Db2 from the perspective of large scale infrastructure engineering and operations
December 14, 2022

Db2 from the perspective of large scale infrastructure engineering and operations

Anonymous | TrustRadius Reviewer
Score 10 out of 10
Vetted Review
Verified User

Software Version

Db2 on-premise

Overall Satisfaction with Db2

  • From the perspective of the engineer who designs the common infrastructure for our usage of Db2:
  • We use Db2 mostly for OLTP applications, some of them business critical with multi-million transactions per day
  • We also see increasing analytical workloads on these OLTP databases
Underpinning infrastructure is IaaS VMs built on RHEL and deployed on:
  • on-prem cloud platform (based on VMWare stacks)
  • public clouds like Azure, AWS, GCP
  • Rock stable database engine
  • Extremely consistent to deploy and operate across many major versions
  • Nevertheless increasing number of good features (e.g. time travelling, compression, encryption, Graph engine, etc.)
  • High level of compatibility with Db2 on zOS - easy to migrate
  • Hard to tell where Db2 really NEEDS improvement - I might have been working with that DBMS for too long...
  • Yes, there has been some reduction with Db2 support, but that's improved a lot again over the last year. And yes, there have been some flaws with new features and a few security vulnerabilities in the last 2 years, but that's also been stabilized quickly by Db2 development.
  • One thing that comes to my mind as an improvement would be a really great and flexible function for pivoting data. There are ways to achieve it, but flexibility and simplicity would be awesome.
  • Compared to competitor products which are also strategic in our shop (i.e. the large global vendors), I see that the number of DBAs we need to manage Db2 is clearly smaller than for other RDBMSs.
  • As for ROI, Db2 has "always" been in use at our shop. All business cases with the focus of moving our existing Db2 LUW to a different RDBMS product (be it vendor or open source) resulted in clearly negative impact, i.e. high migration cost at zero additional value.
  • Particularly for applications which were migrated from Db2 zOS to Db2 LUW, the use of any different RDBMS product would result in massive additional cost to rewrite the mainframe applications which today continue to run against the Db2 LUW database mostly like they did before against Db2 zOS (embedded static SQL with packages, similar BIND options, security management, etc.)
Many different scalability options from the very simple and easy-to-manage single instance with 1 to many databases to pureScale clusters.
Plus of course the imho unique DPF setup which pushes Db2's MPP capabilities to stretch a single database across many (physical or virtual) servers and even extends such huge systems to support HA configurations.
We've had exactly one P1 incident across all of our hundreds of Db2 databases in the last 8 years, and this one was caused by a SAN disk issue, i.e. Db2 was the victim.
We've seen some performance degradation on the verge of a major version upgrade which resulted in P2 incidents about 2 years ago. Needed IBM support and it took a few days until they provided us with a fix for the issue.
Other than that, Db2 just runs and does its job, 24x7, unexcitedly and without asking us to pat and caress it.

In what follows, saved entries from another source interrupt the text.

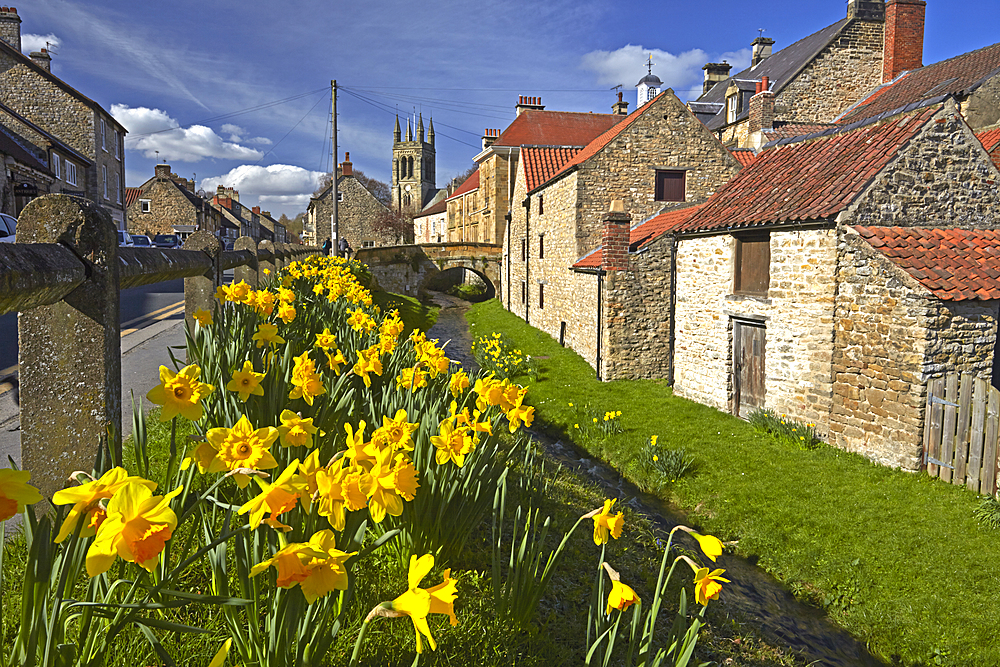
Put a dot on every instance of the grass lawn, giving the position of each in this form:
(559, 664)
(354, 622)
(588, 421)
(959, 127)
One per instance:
(896, 558)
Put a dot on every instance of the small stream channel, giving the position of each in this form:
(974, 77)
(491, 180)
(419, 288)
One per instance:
(753, 595)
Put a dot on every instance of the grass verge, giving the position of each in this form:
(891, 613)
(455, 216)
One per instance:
(898, 559)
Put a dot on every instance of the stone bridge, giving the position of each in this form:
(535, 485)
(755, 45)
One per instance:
(412, 269)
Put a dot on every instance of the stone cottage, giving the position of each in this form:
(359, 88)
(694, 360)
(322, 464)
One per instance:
(28, 87)
(658, 157)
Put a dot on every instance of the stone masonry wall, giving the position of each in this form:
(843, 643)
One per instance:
(845, 71)
(943, 178)
(666, 136)
(798, 314)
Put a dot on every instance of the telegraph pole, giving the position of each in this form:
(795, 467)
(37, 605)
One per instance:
(334, 219)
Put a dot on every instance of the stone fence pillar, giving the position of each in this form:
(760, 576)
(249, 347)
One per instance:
(70, 351)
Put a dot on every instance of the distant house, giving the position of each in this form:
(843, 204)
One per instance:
(30, 90)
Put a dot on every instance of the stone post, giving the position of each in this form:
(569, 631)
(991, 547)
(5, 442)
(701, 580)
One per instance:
(199, 292)
(247, 272)
(70, 352)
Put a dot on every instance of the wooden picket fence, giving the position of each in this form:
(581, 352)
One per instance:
(961, 427)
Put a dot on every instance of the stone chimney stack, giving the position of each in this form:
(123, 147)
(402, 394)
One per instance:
(762, 47)
(42, 59)
(620, 108)
(715, 73)
(904, 37)
(10, 27)
(524, 103)
(615, 238)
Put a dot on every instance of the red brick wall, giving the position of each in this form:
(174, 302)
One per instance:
(904, 37)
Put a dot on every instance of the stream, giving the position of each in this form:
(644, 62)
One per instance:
(753, 595)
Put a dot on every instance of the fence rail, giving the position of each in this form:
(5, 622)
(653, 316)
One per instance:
(961, 429)
(64, 276)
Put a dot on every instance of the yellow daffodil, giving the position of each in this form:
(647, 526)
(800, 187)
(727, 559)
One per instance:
(137, 526)
(246, 382)
(86, 498)
(180, 393)
(417, 602)
(15, 492)
(606, 524)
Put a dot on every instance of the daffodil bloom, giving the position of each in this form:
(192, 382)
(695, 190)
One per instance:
(15, 492)
(706, 584)
(86, 498)
(606, 524)
(276, 498)
(180, 394)
(241, 447)
(137, 527)
(296, 431)
(267, 334)
(202, 317)
(620, 597)
(246, 382)
(417, 602)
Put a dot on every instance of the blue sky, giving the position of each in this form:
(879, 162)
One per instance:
(212, 69)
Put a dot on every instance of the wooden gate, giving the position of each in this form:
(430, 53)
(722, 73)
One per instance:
(961, 427)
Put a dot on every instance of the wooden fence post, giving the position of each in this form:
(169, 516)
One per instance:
(70, 352)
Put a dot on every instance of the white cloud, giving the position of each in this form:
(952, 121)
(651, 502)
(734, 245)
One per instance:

Do you think Db2 delivers good value for the price?

Yes

Are you happy with Db2's feature set?

Yes

Did Db2 live up to sales and marketing promises?

I wasn't involved with the selection/purchase process

Did implementation of Db2 go as expected?

Yes

Would you buy Db2 again?

Yes

I haven't really come across a scenario for RDBMS where Db2 is not very well suited. But then, I design and implement large scale, highly standardized, enterprise-ready estates with the goal of cost-effectively operating thousands of databases. I.e. my scope is rather on the infrastructure side than on functional details of Db2.